Don’t you just love a good Starbucks Strawberry Frappuccino? Mmm…delicious strawberry coloring and taste, the crushed beetles are so authentic. Crushed beetles? Yes–I mean how did you think they manufactured that pink strawberry-like coloring? Oh…ha ha ha…you thought fresh strawberries? Oh heavens, and did you think Chicken McNuggets were chicken?…

Well it looks like hordes of non-discerning consumers–oddly many vegans–are upset that Starbucks uses crushed-up beetles to make their unusually pink drinks pink. I guess being vegetarian doesn’t require any complex understanding of food–you know, like the natural coloring of fruit is not maintained once its structure is disrupted (it’s kind of observational…apple turns brown when you bite it…).

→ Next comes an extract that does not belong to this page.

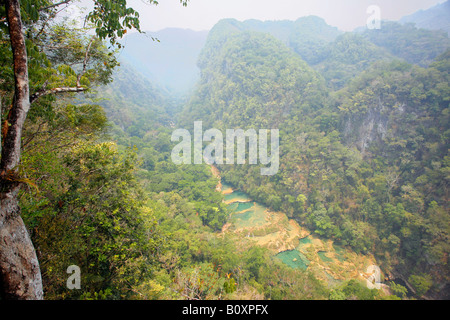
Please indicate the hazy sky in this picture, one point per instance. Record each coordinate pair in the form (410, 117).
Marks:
(203, 14)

Consequently, they gotta use something artificial to make artificial drinks.

“Natural” Cochineal Beetles

Soooo….since Starbucks relies so heavily on its non-discriminating customers, and it wouldn’t think of continuing to offend such pure dietary champions as its vegetarian base, it has decided to stop its practice of using crushed up cochineal beetles. Bravo! Now they can use chemicals like everybody else!

And Starbucks’ vegan customers can continue to fool themselves into believing that they are actually drinking strawberries–yay! Ha ha ha…human folly.